Sunday, May 12, 2013

What is your central idea?


Mother's Day is a day of gratitude, a day to express appreciation for the care and love that most of us receive from our Mothers. It is a good day to recognize the role that our Mother's play in shaping the central ideas of our lives. Some of us embrace the same central ideas held by our Moms and Dads. Some of us run from them, and from their ideas. Some of us embrace the central idea that we saw them reaching for, even if they never quite firmly grabbed hold of it. And some of us embrace a central idea that Mom and Dad never would have expected, not because of rebellion, but because they left it to us, sometimes as abdication of their responsibilities and sometimes as active encouragement that we seek the truth on our own.

This central idea is the core of our life philosophy and world view. It may be humanistic, theistic or something else, but except for those of us living in utter confusion, we all have one. A central idea of Buddhism is that the goal of life is to break the cycles of death and birth by following the five principles. A central idea for the Cretan philosopher Epimenides, was an unknown god "in him we live and move and have our being". To the Cilician Stoic philosopher Aratus, we are the offspring of this unknown god. The central idea of Paul the Apostle was we are the creation of a knowable God who broke the cycle of death on our behalf, through the death and resurrection of Jesus Christ, and yes, in Him we live and move and have our being, to the end that we may obtain the fruits of the Spirit which are love, joy, peace, forbearance, kindness, goodness, faithfulness, gentleness and self-control. This is also the central idea of my life, on which, yes, I have a sometimes weak, mortal grasp. It is an idea that my Mother pointed me toward, along with many others to whom I will ever be grateful.
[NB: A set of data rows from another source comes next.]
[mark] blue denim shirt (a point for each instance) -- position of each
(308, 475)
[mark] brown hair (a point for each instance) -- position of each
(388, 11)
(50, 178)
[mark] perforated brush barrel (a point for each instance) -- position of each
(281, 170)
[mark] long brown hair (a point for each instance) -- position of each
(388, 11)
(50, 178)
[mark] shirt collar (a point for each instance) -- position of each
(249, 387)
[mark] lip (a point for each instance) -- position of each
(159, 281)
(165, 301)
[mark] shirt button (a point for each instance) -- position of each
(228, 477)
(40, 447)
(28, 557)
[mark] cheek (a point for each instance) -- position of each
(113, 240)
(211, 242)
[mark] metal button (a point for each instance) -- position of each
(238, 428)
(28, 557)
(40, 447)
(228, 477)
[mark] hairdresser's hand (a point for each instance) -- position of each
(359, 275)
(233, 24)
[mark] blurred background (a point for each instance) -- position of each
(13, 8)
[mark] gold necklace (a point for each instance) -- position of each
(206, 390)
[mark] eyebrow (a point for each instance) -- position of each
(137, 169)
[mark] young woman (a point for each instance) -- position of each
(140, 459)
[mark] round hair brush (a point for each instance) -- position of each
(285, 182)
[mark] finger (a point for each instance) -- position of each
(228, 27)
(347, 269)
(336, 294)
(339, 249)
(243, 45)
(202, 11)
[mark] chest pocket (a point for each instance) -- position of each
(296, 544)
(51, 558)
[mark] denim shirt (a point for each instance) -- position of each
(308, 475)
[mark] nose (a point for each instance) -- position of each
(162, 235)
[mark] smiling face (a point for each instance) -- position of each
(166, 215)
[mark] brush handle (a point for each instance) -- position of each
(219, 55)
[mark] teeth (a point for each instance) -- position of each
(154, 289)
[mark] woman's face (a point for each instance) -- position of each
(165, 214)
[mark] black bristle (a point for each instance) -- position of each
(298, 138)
What is the central idea of your life? Breath it in. Let it flow through every fiber of your being. Live it out. If you cannot fruitfully live and move and have your being in it, with love, joy, and peace, you may need a new central idea.

Tuesday, May 7, 2013

Insider Speaking, the WSJ Speech Code

Neighborhoods, companies, organizations, and families often have unique ways of communicating that can be difficult for outsiders to decipher. Sometimes called "speech codes" these patterns contain unique idioms, vocabulary, usage, and even grammar. Acronyms, abbreviations, and jargon form elements of a speech code known to the readers of the Wall Street Journal.

Listed below are examples all appearing on the front page of today's WSJ, in order of appearance. Some are unique to business and finance. Some are common idioms, but codes nonetheless. I've also included a few unusual phrases.

Do you speak the code?

VOL., NO., WSJ, DJIA, NASDAQ, NIKKEI, STOXX 600, 10-YR. TREAS., B of A, MBIA, "soured securities', SEC, Pa., CEO, S&P 500, "the bill faces hurdles", "a string of rulings", EU, "private-equity firms", PG&E, KPMG, NATO, "storefront pot shops", "stop and frisk", "Researchers made bits of human bone", FDA, greenback, ICAP, CFO, "Obama is held back by risks on Syria", "Turkey's economy is getting hairier", "Turkey's emergence as a place for facial hair transplants", "be-whiskered boom", "troubled incinerator project".

Finally, this isn't coded or unusual language, just something worth repeating, "The SEC also took issue with Harrisburg officials for doing what many public officials often do: Putting a good face on a difficult situation."